He has coached in the NHL since 2002, but throughout the years Mike Babcock has seen the toll the professional sport can take on players.

“Understanding yourself and what you need to feel good is important, but I also think as a coach you have to be monitoring these guys every day and I can just tell by the energy of some of the guys what’s going on.”

Babcock says he became an outspoken advocate for Bell Let’s Talk when his hometown of Saskatoon, Sask. lost two boys to mental illness one summer.

“I know lots of young people now who have struggled a bit and they’ve got everything going perfect in their life and you think everything is rosy but it’s not.”

The Toronto Maple Leafs head coach says it’s important for parents to be aware of how their kids are feeling and not fear the stigma of mental illness.

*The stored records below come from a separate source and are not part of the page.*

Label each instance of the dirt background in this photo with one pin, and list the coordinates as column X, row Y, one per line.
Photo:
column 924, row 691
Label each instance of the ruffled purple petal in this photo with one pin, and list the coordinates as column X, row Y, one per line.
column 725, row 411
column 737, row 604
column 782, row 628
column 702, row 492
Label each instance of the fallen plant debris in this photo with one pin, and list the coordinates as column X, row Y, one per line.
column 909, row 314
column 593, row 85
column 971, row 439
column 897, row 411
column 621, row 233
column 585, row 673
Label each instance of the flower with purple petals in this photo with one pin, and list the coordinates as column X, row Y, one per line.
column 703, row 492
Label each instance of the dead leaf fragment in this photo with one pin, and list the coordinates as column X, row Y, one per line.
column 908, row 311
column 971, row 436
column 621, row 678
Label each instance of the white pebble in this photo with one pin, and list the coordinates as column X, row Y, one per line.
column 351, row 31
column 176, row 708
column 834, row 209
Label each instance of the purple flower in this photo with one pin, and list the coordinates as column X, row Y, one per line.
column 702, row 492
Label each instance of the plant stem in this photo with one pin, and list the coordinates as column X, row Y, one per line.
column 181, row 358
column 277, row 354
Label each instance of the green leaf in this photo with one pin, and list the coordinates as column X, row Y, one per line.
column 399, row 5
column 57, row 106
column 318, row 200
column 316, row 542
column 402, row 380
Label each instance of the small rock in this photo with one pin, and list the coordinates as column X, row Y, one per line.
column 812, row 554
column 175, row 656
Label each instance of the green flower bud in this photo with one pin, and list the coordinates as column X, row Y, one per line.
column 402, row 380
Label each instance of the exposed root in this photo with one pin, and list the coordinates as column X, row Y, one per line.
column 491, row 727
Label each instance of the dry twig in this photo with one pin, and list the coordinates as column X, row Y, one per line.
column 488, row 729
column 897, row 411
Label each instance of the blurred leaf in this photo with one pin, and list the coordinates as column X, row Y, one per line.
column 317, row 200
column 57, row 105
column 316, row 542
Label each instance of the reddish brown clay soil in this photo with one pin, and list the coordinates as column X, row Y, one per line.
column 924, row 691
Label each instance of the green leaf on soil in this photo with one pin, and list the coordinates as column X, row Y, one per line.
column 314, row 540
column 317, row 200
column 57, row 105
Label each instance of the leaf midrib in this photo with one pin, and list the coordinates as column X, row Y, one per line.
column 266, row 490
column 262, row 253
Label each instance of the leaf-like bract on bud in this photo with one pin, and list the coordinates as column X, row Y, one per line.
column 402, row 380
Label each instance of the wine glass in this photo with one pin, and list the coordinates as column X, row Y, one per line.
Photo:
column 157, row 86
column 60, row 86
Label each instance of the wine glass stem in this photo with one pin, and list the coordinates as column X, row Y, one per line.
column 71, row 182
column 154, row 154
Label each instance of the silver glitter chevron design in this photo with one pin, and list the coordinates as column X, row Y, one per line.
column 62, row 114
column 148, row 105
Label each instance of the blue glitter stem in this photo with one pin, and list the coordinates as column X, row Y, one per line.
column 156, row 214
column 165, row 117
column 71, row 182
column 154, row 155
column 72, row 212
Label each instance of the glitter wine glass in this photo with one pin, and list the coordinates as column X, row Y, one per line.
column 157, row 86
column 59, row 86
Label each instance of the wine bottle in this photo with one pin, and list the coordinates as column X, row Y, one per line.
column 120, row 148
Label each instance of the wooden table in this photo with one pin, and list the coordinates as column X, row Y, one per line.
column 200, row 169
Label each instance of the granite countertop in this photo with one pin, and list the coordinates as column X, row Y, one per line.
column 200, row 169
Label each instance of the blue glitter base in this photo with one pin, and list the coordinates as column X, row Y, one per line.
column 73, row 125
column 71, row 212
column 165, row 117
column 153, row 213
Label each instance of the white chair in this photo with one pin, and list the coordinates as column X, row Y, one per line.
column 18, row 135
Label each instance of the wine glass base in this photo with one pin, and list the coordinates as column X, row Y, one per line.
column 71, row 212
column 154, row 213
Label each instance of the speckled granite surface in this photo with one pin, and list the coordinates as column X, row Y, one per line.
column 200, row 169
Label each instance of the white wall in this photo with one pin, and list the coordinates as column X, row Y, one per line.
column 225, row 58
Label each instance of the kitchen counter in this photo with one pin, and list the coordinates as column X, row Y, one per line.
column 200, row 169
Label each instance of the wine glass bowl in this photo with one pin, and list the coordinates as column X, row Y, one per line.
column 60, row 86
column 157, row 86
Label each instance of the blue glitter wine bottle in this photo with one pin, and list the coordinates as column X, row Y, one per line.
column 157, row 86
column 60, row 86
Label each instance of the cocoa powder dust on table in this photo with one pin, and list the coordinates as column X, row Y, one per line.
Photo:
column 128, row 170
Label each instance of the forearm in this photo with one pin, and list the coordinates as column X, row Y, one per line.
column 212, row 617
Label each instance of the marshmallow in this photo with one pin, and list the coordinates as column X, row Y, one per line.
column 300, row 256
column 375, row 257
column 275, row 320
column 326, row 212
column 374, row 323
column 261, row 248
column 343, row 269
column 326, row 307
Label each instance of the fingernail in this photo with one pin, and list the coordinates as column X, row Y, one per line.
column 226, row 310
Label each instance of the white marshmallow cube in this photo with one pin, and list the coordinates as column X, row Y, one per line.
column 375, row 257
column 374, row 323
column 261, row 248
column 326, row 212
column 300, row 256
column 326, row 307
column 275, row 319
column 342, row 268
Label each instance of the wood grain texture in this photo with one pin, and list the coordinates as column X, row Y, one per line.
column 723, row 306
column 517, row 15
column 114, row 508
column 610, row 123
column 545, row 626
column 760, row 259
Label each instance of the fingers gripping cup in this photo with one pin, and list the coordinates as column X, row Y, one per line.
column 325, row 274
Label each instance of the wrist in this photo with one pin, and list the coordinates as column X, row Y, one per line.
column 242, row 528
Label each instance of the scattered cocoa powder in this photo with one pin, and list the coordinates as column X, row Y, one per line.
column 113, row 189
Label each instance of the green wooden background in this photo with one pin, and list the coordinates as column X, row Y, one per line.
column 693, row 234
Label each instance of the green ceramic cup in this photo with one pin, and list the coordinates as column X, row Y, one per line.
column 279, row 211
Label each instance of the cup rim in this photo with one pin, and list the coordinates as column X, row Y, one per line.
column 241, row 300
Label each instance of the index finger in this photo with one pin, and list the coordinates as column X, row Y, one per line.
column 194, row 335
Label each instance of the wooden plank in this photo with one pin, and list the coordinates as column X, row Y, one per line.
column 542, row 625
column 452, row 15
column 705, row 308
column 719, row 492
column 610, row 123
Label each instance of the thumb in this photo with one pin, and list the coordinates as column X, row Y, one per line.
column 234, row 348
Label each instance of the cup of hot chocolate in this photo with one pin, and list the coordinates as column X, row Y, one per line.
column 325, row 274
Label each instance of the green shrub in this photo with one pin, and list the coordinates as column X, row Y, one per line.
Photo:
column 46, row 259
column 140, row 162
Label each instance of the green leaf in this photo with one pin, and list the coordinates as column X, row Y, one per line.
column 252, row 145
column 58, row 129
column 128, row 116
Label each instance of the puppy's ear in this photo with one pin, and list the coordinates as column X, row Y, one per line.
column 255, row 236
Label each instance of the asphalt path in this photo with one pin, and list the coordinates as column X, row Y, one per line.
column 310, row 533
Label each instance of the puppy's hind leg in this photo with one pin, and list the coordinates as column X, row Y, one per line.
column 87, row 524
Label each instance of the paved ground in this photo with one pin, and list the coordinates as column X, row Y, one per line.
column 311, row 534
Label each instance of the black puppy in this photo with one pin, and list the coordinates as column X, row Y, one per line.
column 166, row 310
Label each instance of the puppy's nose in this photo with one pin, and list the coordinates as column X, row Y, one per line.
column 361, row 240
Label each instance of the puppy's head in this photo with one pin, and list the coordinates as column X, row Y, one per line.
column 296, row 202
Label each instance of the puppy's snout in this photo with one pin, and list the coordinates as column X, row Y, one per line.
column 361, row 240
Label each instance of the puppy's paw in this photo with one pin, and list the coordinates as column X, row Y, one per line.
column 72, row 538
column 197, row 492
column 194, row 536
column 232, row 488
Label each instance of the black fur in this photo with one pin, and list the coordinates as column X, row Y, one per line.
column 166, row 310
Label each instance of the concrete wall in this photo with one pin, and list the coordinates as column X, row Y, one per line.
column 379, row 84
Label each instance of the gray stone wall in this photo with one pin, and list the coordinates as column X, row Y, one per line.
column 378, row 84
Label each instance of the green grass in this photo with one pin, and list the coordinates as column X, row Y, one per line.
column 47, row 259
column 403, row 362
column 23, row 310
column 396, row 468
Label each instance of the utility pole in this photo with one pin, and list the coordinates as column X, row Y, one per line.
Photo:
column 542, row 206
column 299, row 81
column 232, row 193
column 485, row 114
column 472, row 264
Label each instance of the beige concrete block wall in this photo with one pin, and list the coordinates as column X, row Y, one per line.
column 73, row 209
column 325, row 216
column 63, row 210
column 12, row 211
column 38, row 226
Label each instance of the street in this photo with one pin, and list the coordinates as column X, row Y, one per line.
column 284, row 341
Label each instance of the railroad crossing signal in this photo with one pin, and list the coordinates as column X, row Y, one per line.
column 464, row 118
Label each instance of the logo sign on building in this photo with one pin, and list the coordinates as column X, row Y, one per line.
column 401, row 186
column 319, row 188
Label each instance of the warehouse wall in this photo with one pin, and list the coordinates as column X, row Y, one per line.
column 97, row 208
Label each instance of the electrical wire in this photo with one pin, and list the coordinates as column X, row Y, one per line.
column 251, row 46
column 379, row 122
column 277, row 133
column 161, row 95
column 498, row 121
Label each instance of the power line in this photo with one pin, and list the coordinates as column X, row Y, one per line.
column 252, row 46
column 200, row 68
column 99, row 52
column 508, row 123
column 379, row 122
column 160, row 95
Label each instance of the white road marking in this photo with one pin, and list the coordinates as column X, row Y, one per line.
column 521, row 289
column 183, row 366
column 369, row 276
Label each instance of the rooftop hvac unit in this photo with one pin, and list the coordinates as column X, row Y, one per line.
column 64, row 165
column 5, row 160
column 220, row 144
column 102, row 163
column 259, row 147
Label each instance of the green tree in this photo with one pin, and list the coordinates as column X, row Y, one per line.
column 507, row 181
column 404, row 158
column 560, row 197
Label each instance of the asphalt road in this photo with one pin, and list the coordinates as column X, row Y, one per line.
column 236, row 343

“Life is messy. If your kid needs help get them the help and don’t cast it aside like nothing is going on, something is going on."

Krista Van Slingerland knows first-hand the toll athletics can take on mental health. She was a varsity basketball player when the pressure and demands sent her spiralling into a depression and self harm

“There’s a lack of understanding and a lack of compassion and if [it looks] from the outside that you can’t hack it, that you’re not contributing to the team, so why on earth would they keep you around,” she says.

Van Slingerland took her experience and started up the Canadian Centre for Mental Health and Sports, which focuses on athletes and coaches.

“It’s okay not to be okay and mental illness doesn’t preclude you from being a successful athlete,” she says.

Both Van Slingerland and Babcock’s stories will be featured in a special called: In Their Own Words - A Bell Let’s Talk Day Special.

It will air Wednesday evening at 7 p.m. ET across the CTV networks.